A sangue-frio e sem
anestesia
1 A edição passada do
noss’ O RIBATEJO deu justo destaque, de capa e tudo, ao intolerável
arrastamento do problema relativo ao bloco operatório do Hospital de Santarém. Escuso
de sumariar aqui a matéria exposta pelo Jornal: a peça de João Baptista é
plenamente clara e demonstrativa. Se volto porém à carga do assunto, é por um
pormenor que, como popularmente se diz, me fez
espécie.
Trata-se
de uma declaração do senhor presidente do Conselho de Administração do Hospital
Distrital de Santarém, José Josué. Disse ele: “As dificuldades na actividade cirúrgica prendem-se fundamentalmente com
a falta de anestesistas. É o que mais desconforto tem provocado. Podemos ter
muitas salas, mas, se não tivermos anestesistas, as cirurgias não se fazem.”
Quero
dizer isto: há falta de anestesistas porque os médicos não se vêem a si mesmos
como servidores públicos. O sistema permite-lhes a concentração faustosa em
Coimbra, Lisboa e Porto – e a Província que se lixe. Se fossem professores,
teriam de concorrer aonde vagas houvesse – mesmo que a centenas de quilómetros
da própria residência. Se fossem futebolistas, treinariam onde o clube
contratante tivesse o recinto para tal. Se fossem canalizadores, canalizariam
onde fosse a obra. Mas não, eles não: é-lhes difícil suportar o anátema do João Semana. Digo isto assim por ser
exactamente assim que vejo, penso e caustico a realidade. Não serão todos assim
– pode ser-me objectado. Claro que não. As generalizações são perigosas: mas eu
sei do que falo. E os médicos também.
Coimbra,
Lisboa e Porto não esgotam o País. Servem muita gente – mas não servem toda a
gente. As populações do maltratado Interior merecem ser servidas com o mesmo
grau qualitativo de serviço público que as do Litoral e as das grandes aglomerações
urbanas. E insisto: os médicos são servidores públicos. Caso o não queiram ser,
que se dediquem em exclusivo ao privado, deixando em paz a teta da vaca
estatal. Tenho dito.
2 Passo agora a mais
doce assunto. Vinha na edição passada também: “Abrantes tem dois campeões de cálculo mental”. João Bento, Rita
Mascate, Matilde Santos Lourenço e Miguel Diogo Ruivo foram magníficos nas
provas prestadas no âmbito do cálculo matemático. Campeões do mundo, nem menos.

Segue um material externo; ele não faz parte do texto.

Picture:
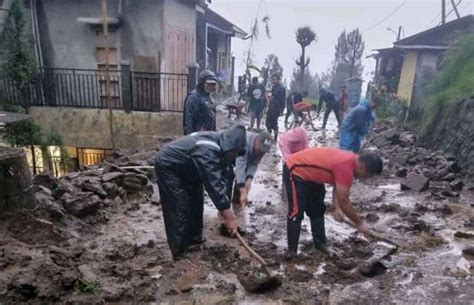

Estes meninos e estas meninas são mais do que o orgulho das respectivas
famílias. São-no também das escolas que representaram – e nosso orgulho ainda.
Na balbúrdia quotidiana de crimes escabrosos, de escândalos
roubalheira-financeiros, de desertificação de lugares & ideias, o João, a
Rita, a Matilde e o Miguel florescem como excepções de contracorrente. Daqui os
saúdo. Quanto mais não fosse, pelo sorriso grato que se me colou à expressão no
acto de leitura dos seus elevados feitos. Concluo assim: se algum destes quatro
vier a formar-se em Medicina, primeiro, especializando-se em Anestesia depois,
que se lembre, sei lá, de que o Hospital de Abrantes pode precisar dele/dela.
Já
nem digo o de Santarém – Abrantes também é gente.